A collection of tools for offline processing of data from a robotic black box (as implemented in https://github.com/ropod-project/black-box).
The toolbox primarily uses Jupyter notebooks for data plotting and analysis with the hope that this simplifies the sharing, presentation, and above all, processing of data.
- Data processing relies on the
black_box_utilspackage that is included here as a standalone Python library
The following notebooks are provided with this toolbox:
sw_data_plot: Plots data from the smart wheels of a platform
cmd_vel_plot: Plots velocity commands
Plots various smart wheel measurements, in particular:
- wheel currents
- wheel voltage measurements
- wheel velocities
- IMU acceleration measurements per wheel
- IMU gyroscope measurements per wheel
Plots planar base velocity commands, namely:
- linear velocity along x
- linear velocity along y
- angular velocity
A Python package implementing various utilities for working with black box data.

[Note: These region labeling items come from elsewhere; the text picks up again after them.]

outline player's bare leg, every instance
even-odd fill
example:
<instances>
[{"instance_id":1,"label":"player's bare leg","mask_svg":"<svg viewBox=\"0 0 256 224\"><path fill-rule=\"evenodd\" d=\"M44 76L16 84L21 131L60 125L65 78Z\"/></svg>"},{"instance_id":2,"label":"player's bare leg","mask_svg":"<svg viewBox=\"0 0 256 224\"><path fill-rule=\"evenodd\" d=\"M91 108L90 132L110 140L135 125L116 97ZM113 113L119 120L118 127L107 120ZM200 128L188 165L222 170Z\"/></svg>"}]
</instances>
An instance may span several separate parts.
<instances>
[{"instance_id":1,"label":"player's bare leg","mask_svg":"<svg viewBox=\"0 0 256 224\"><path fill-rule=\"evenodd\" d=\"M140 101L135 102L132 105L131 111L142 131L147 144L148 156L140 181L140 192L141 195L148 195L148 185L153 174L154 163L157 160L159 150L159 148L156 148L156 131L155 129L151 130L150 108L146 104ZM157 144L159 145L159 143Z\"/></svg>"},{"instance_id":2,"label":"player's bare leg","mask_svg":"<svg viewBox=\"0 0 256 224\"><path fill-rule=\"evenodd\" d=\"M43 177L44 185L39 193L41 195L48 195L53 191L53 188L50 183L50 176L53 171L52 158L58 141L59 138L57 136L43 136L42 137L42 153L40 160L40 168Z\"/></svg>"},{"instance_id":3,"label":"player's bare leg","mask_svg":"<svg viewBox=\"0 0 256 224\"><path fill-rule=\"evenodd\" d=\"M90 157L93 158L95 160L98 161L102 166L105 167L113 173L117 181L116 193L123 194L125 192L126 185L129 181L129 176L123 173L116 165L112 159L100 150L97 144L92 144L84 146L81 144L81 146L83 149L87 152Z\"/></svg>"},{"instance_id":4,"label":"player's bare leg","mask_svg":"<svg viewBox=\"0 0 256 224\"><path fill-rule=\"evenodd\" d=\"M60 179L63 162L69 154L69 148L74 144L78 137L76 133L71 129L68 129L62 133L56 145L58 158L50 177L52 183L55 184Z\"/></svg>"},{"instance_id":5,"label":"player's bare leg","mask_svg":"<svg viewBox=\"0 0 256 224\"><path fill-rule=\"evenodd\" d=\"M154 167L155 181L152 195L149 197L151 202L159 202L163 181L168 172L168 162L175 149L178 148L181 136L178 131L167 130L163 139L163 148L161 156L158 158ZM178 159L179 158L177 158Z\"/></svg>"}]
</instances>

There are three scripts that are part of this package:
DBUtils class with the following static methods:
restore_db: Restores a MongoDB database dumped in a given directory
get_all_docs: Returns all documents contained in a specified collection of a given database
restore_subdbs: Restores multiple dumps into a single database.
dump_db: Dumps a MongoDB database in the specified directory.
get_data_collection_names: Returns the names of all black box data collections in the specified database.
clear_db: Drop all collections in the given database.
drop_db: Drops the given database.
get_subdb_metadata: Returns a list of dictionaries containing metadata about any sub-databases stored in the given database.
get_subdb_docs: Returns a list of dictionaries in which the keys are sub-database names and the values are lists of documents in the given collection corresponding to the respective sub-databases.
get_docs: Returns all documents contained in the specific collection of the given database within given time duration.
get_docs_of_last_n_secs: Return documents from given collection name of last n seconds from given db name.
get_doc_cursor: Returns a cursor for all documents in the specified collection of the given database which have the given 'timestamp' value in the given range.
get_collection_metadata: Returns the entry of the 'black_box_metadata' collection for the specified collection.
get_oldest_doc: Returns the oldest document in the given collection name.
get_newest_doc: Returns the newest document in the given collection name.
get_last_doc_before: Returns the last document in the collection with the given name that is before given timestamp.
get_db_oldest_timestamp: Gets the oldest record in the mongo db and returns the corresponding timestamp.
get_db_newest_timestamp: Gets the newest record in the mongo db and returns the corresponding timestamp.
get_db_client: Returns a MongoDB client at :.
get_db_host_and_port: Returns a (host, port) tuple which is ("localhost", 27017) by default, but the values can be overridden by setting the environment variables "DB_HOST" and "DB_PORT" respectively.
DataUtils class with the following static methods:
get_all_measurements: Returns all measurements of a single variables (that potentially has multiple instances - e.g. one instance per wheel)
filter_data: Filters data using a given data filter and returns the filtered array.
find_correlated_variables: Returns a list of variable name pairs where each pair denotes that two measurements in a given measurement matrix are correlated (based on the Pearson correlation coefficient).
get_windowed_correlations: Returns a list of variable name pairs and a 2D list of windowed pairwise correlations, given a list of variable names and a data array.
get_var_value: Returns the value of a given variable in the given dictionary;
get_variable_list: Returns a list of the names of all variables stored in a given collection.
get_flattened_variable_names: Recursive method that returns a flattened list of the variable names in a given dictionary
expand_var_names: Generates a new list of variable names from a given list of such that the * character in each entry of the original list is replaced by a zero-based index
get_bb_query_msg_template: 'Returns a dictionary which represents a template for a black box query message.
get_bb_query_msg: Returns a black box data query message.
get_bb_latest_data_query_msg: Returns a black box latest data query message.
parse_bb_variable_msg: Returns a nested dictionary that reconstructs the structure of the data represented by the variables in the list of a given black box variable message dictionary.
parse_bb_data_msg: Returns a tuple (variables, data), where variables is a list of variables that were queried and data a list of variable values.
parse_bb_latest_data_msg: Returns a tuple (variables, data), where variables is a list of variables that were queried and data a list of the latest variable values.
split_into_windows: Given a one-dimensional list of elements "data", returns a 2D numpy array of sliding windows of size "window_size".
safe_literal_eval: Uses ast.literal_eval to parse a given string.
PlotUtils class with the following static methods:
subplot_data: Plots a single time series on a subplot (and potentially annotates any events of interest)
subplot_data_lists: Plots multiple time series on a single subplot (and potentially annotates any events of interest)
plot_position_velocity: Plots the position of robot with dots and its velocity at each position with a line. Colors represent the intensity of velocity.